In order to detect selection in polluted populations, I have used an experimental design termed a “triad design”, where one polluted population is compared with two clean flanking populations. This experimental design distinguishes pollutant effects from demographic ones because the genetic distance between the two clean reference populations is greater than the genetic distance between the polluted population and either reference population. Thus, the variation due to demography is accounted for by comparing the polluted population to the combined variation in the northern and southern reference populations. Significant divergence in a polluted population compared to both paired reference populations suggests that pollution or other environmental factors associated with the Superfund sites are affecting the change in allele frequency of a particular genetic marker.

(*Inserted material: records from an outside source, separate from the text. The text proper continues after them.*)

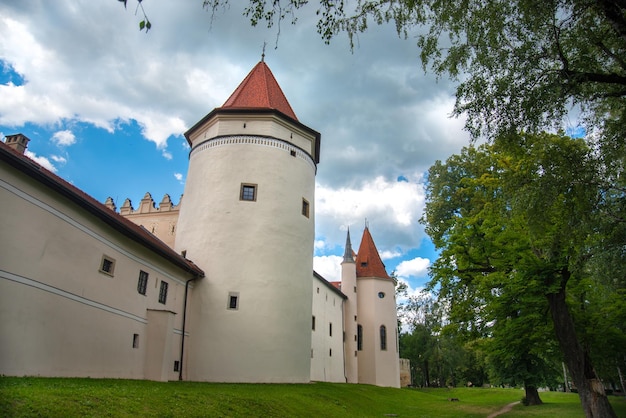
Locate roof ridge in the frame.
[222,61,298,121]
[356,226,391,279]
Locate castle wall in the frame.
[311,274,346,382]
[357,277,400,387]
[0,162,197,380]
[175,130,315,382]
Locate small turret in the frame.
[5,134,30,154]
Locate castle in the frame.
[0,60,400,387]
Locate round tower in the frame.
[175,61,320,382]
[355,226,400,387]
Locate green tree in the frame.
[425,134,614,417]
[203,0,626,142]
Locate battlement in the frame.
[104,193,183,248]
[104,192,183,216]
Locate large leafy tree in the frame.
[203,0,626,141]
[425,134,623,417]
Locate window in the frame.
[137,270,148,295]
[159,281,169,305]
[227,292,239,311]
[239,183,256,202]
[380,325,387,350]
[100,255,115,276]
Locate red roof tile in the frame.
[222,61,298,120]
[356,227,391,279]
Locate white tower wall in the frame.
[176,130,315,382]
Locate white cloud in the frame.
[313,255,343,282]
[52,130,76,147]
[316,176,425,251]
[50,155,67,164]
[24,150,57,173]
[396,257,430,278]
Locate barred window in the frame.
[137,270,148,295]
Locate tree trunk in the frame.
[524,385,543,406]
[547,282,617,418]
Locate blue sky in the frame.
[0,0,469,296]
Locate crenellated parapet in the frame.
[104,193,183,248]
[117,192,182,216]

Transcription factor cross-talk in developmental toxicity
Sensitivity to toxicants is often enhanced during embryonic development, when exposure to low levels of chemicals can disrupt developmental process and lead to disease. Chemically-activated transcription factors act as environmental biosensors of external toxic stimuli and regulate gene expression involved in mitigating negative effects. Rarely is the response regulated by one transcription factor; rather, it is generally a coordinated effort between two or more transcription factors. One such interaction that may play an important role in the embryonic response to toxicant exposure is between two ligand-activated transcription factors — the aryl hydrocarbon receptor (AHR) and nuclear factor erythroid 2-related factor 2 (Nrf2). Ahr and Nrf2 independently regulate many genes involved in the cellular response to toxicants and oxidative stress as well as development, apoptosis, and differentiation. Because Ahr and Nrf2 regulate diverse gene targets, the significance of such crosstalk during development could be large; however, their crosstalk has only been characterized in adult mammals and cell culture. Zebrafish are an excellent model to study these interactions during development because of their rapid and external development as transparent embryos, the availability of extensive genomic and molecular tools, and conservation of developmental signaling pathways with humans, which can facilitate the extrapolation of results. This research uses a collaborative and multidisciplinary approach to elucidate Ahr-Nrf2 crosstalk and, in particular, the role of Ahr in regulating transcription of Nrf2 and its downstream genes during development and in response to toxicant exposure.
Role of NF-E2-related factor (Nrf) proteins in the developmental process
Transcription factors in the CNC-bZIP family, NFE2, NRF1, NRF2 and NRF3, regulate genes with a wide range of functions in response to both physiological and exogenous signals, including those indicating changes in cellular redox status. Given their role in helping to maintain cellular homeostasis, it is imperative to understand the expression, regulation, and function of CNC-bZIP genes during embryonic development. We are exploring the expression and function of four of the six nrf genes (nfe2, nrf1a, nrf1b, and nrf3) using zebrafish embryos as a model system. Our collaborators at WHOI and UMass Amherst are exploring the function of the two other nrf genes, nrf2a and nrf2b.